A lot about Velvia depends on exposing it in conditions for which it delivers results in aces and spaces e.g. pre-dawn, sunset/afterglow, and diffuse light scenes. I would not trust my rainforest imaging to any other film. Spot metering can get around the clumsy use of things like ND filters, and indeed spot metering is the best method to use in the absence of an onboard meter. But another thing is that many photographers will be naturally successful in getting the most out of Velvia, while others still may only be able to do that to a scene in B&W — how you see and interpret the scene. I am not a fan of seeing the world entirely in black and white for the sake of B&W.
I'm sure that if you are using medium format, you could get very large and visually striking print (A0, for example) to showcase Velvia.
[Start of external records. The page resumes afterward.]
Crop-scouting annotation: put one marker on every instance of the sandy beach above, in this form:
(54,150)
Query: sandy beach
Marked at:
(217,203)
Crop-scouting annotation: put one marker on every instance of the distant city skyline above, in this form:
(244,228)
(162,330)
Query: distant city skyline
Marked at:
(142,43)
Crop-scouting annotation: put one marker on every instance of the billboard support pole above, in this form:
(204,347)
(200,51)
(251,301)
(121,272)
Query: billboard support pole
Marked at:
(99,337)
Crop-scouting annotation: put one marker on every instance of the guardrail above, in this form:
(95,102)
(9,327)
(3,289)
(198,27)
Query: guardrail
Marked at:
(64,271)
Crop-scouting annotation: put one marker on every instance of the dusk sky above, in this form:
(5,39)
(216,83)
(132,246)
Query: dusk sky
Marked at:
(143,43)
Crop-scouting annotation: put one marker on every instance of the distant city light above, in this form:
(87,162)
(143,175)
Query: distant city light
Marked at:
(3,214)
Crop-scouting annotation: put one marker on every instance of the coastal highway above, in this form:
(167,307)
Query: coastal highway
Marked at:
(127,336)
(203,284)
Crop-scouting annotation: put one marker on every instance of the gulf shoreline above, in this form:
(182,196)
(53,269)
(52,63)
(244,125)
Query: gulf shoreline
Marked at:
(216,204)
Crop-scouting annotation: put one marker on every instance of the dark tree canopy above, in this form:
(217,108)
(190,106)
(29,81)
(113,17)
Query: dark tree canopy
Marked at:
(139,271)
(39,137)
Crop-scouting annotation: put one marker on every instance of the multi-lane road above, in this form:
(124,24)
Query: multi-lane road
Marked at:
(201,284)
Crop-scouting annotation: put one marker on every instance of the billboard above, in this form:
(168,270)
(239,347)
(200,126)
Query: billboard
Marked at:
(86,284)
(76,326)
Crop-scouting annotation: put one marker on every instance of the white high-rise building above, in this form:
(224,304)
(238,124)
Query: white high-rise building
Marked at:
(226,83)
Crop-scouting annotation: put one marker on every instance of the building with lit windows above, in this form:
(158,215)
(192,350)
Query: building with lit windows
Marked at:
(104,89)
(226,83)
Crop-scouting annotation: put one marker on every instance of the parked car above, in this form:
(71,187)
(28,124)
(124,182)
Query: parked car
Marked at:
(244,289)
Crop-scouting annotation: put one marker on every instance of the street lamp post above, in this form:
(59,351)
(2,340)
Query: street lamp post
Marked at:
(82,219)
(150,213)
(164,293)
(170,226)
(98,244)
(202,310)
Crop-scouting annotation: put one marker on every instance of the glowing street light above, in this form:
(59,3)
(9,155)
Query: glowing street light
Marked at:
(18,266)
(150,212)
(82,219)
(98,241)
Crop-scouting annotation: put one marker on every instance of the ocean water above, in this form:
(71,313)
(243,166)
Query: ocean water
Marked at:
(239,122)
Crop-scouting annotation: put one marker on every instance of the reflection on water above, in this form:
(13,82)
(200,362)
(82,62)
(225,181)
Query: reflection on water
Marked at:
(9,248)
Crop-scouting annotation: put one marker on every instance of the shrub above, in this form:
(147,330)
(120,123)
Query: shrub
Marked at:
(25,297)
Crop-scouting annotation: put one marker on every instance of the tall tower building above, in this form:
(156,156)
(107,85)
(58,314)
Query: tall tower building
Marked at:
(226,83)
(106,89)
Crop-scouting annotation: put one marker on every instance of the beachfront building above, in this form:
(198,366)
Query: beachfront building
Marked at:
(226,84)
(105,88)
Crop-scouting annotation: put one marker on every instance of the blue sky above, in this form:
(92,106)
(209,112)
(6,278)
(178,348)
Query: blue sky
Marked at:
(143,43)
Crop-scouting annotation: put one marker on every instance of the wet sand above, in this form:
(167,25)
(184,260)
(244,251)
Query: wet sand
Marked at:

True, too, you could do the same from a well exposed B&W image, but whichever film you use will depend on the strength of your subject and the desire to showcase colour and hue — something B&W will never do. We do not live in a black and white world. Use your judgement to ascertain the best subjects for Velvia, get into the habit of using a tripod, long exposures and re-indexing (e.g. Velvia 50 and EI40 or EI32, but 'as is' for medium format).
At the time of writing this my lab is going through the first level LAB colourimetrics with a scan from Velvia with the output print at 81 x 51cm (printer maxed out). It will then be dibonded (aluminium plate hot-bonding). Got to now take down some other images in the gallery to make way for it in two weeks.